Stress is a natural and sometimes even useful part of life at U of T, but constant stress without relief poses challenges that need to be addressed. During my last term, stress from my academic commitments took a toll on my body and caused some unhealthy habits. I was in a vicious cycle of low self-esteem. I neglected self-care practices and I engaged in stress eating because I was upset and craved comfort. By the end of second year, I was dissatisfied with my appearance and I needed to get back in the driver’s seat when it came to my well-being.
This summer, I took action. I accessed fitness centres across campus and I participated in drop-in fitness classes at the Hart House gym. I tried morning yoga classes and quickly discovered how much of a work-out yoga can be. From a downward dog position to a three-legged dog, to a side plank or a cobra position, I was using my entire body and muscles that I had rarely used before. Throughout the summer I also took advantage of every opportunity to get outdoors, listen to birds, and look at the blue sky while practicing yoga on the grass of the quad at Hart House.
I rediscovered the importance of breathing. It is hard to stay poised in challenging yoga positions without breathing and this is similar to being extremely stressed. When overwhelmed, I tend to forget to breathe deeply. When both my mind and body are tense, I’m irritable, and often unhappy and unsatisfied. But after yoga, especially after Shavasana — you lie on the floor, closed eyes, loosen the entire body, breathe, and meditate — I feel calm, relaxed, and grounded. I also feel happier and more accepting of the way things are because, in yoga, you throw away any expectations you have for yourself and listen to your own body.

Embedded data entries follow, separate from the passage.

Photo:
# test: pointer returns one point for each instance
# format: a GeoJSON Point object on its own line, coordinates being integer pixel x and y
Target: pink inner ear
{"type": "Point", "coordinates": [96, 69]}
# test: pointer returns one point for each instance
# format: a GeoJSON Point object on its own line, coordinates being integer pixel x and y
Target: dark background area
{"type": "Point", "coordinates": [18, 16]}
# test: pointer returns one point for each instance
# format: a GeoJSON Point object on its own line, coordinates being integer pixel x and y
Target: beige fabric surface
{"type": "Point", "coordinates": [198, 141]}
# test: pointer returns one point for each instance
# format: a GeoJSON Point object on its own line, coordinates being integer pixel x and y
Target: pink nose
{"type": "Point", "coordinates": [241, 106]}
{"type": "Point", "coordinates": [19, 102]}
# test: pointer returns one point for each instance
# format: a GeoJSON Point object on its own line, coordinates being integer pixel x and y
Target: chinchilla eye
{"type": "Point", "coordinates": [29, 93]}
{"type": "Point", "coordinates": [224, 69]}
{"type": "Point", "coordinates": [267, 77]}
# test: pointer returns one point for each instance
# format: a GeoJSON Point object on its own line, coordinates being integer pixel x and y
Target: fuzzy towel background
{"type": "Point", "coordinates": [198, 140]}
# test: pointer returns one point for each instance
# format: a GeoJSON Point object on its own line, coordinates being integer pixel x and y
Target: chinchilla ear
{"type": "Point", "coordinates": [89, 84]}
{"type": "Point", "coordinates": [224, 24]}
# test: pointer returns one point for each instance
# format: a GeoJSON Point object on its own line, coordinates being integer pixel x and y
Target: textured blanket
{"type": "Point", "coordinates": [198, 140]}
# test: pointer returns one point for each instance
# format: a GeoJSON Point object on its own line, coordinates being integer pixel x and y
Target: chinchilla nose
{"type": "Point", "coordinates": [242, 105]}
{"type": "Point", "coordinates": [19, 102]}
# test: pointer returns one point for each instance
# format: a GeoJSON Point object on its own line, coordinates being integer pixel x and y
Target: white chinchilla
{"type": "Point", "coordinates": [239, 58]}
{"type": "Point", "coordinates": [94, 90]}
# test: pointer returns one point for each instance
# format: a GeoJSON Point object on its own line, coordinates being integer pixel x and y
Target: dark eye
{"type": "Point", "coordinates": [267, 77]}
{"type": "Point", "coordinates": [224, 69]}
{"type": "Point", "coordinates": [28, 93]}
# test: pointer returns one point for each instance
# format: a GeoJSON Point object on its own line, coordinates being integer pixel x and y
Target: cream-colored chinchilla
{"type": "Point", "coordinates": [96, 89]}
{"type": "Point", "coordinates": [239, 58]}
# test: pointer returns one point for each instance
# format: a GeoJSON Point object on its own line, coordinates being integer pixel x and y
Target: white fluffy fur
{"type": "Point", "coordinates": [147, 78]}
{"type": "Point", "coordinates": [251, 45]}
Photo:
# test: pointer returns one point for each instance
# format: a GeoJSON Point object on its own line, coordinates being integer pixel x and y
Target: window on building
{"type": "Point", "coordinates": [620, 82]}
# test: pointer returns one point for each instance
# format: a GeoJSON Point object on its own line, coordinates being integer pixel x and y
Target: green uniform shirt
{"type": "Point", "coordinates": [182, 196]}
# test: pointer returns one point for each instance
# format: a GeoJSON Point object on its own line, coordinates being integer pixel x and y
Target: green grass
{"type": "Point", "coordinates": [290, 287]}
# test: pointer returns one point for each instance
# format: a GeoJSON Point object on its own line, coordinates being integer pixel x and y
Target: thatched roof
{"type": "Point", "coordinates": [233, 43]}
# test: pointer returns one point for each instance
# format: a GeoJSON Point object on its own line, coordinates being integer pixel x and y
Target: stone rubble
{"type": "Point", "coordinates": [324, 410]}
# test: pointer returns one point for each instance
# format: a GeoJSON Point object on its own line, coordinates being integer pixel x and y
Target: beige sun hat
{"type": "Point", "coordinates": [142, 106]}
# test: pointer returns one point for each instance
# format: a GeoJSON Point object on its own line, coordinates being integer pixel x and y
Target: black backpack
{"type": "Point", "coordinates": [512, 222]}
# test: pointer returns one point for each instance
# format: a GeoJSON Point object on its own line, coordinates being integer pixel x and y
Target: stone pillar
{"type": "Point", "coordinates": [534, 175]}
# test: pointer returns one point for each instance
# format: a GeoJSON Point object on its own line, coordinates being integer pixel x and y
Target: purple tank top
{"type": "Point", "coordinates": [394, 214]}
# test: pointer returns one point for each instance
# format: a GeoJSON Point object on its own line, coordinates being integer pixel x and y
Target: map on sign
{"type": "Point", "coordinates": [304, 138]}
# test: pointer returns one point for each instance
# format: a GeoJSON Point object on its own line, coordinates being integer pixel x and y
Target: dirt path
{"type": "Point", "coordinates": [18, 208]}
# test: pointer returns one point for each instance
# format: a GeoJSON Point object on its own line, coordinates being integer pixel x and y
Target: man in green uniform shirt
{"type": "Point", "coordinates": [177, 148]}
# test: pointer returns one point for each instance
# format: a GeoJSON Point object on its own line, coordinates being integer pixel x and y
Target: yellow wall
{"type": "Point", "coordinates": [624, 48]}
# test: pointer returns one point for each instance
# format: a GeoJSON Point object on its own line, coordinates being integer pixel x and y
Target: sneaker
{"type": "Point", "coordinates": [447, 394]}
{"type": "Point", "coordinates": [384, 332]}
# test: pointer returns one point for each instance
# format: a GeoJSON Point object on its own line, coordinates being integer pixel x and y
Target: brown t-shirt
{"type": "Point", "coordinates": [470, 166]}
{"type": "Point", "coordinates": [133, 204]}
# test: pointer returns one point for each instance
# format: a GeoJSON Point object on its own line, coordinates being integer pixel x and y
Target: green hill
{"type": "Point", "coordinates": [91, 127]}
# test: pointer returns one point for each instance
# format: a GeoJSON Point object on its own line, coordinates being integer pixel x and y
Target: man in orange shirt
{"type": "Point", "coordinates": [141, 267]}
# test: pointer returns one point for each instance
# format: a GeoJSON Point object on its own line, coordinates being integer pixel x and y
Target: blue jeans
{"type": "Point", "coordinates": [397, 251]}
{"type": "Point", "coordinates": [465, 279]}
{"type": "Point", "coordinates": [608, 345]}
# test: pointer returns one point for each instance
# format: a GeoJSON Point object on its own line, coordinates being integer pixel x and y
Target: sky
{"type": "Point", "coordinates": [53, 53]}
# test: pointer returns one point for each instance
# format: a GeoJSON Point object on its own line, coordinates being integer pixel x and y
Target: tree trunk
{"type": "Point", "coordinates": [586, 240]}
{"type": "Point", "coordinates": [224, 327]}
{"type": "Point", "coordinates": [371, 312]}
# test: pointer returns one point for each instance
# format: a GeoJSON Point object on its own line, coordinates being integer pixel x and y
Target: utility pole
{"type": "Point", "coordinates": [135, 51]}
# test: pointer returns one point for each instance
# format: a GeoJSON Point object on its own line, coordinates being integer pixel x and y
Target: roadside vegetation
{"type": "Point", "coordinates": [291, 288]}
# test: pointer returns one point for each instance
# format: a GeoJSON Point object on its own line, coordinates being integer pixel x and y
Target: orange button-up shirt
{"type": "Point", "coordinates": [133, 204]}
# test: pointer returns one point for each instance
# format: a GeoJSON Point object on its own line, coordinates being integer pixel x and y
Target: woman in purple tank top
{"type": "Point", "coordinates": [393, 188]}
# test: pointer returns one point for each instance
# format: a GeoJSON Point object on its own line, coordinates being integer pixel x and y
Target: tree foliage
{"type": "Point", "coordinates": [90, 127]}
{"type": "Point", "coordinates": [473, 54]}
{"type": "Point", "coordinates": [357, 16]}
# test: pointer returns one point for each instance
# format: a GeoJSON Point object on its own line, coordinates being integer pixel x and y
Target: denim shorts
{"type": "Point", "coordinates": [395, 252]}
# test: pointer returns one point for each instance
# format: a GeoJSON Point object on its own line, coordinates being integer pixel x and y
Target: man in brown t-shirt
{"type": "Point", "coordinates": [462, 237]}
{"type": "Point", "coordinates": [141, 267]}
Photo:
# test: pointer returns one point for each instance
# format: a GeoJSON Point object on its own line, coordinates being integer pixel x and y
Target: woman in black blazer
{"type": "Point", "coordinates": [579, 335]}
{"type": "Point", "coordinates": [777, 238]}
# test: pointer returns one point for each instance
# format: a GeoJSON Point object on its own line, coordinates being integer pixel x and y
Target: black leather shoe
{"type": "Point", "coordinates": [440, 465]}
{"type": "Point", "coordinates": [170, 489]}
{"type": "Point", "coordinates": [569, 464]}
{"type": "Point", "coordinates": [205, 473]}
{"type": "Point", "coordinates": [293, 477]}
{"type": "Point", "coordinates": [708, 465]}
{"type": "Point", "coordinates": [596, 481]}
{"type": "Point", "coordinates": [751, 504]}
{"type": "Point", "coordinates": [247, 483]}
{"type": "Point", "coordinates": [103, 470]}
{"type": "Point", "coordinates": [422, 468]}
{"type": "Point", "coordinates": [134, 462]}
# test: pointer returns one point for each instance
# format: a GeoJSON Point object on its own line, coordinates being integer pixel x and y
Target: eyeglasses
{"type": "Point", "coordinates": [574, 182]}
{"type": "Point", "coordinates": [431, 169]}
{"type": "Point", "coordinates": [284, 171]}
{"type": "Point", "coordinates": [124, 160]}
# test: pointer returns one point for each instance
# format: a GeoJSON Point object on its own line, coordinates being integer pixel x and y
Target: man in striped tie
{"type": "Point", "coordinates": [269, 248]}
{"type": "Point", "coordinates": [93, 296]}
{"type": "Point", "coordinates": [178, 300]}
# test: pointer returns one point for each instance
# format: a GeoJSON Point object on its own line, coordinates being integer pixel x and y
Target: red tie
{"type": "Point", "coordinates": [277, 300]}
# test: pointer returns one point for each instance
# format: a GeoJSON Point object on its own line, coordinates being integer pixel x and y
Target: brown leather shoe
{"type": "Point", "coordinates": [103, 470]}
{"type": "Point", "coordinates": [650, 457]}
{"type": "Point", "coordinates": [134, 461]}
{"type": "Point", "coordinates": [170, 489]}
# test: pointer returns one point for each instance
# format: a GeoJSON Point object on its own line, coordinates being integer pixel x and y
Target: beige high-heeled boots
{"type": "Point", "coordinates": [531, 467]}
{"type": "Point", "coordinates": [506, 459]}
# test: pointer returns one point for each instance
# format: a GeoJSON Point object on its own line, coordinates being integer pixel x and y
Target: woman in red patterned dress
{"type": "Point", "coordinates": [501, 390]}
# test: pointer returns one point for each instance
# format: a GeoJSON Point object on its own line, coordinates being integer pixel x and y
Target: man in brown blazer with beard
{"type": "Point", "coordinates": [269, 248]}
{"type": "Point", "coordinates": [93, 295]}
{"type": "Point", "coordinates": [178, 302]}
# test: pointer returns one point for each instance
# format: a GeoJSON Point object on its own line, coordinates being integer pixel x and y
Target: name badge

Stress can be undesirable and will always exist as a part of our lives. However, as Amanda W., one my fitness instructors says, “If you are breathing, you are practicing yoga”. When I’m stressed I will remember to breathe deeply and continue to engage in yoga classes. Even when we are busy, and more prone to neglect our wellness, a few minutes of putting ourselves first through deep breathing, and listening to our bodies, can kick-start better management of stressful times.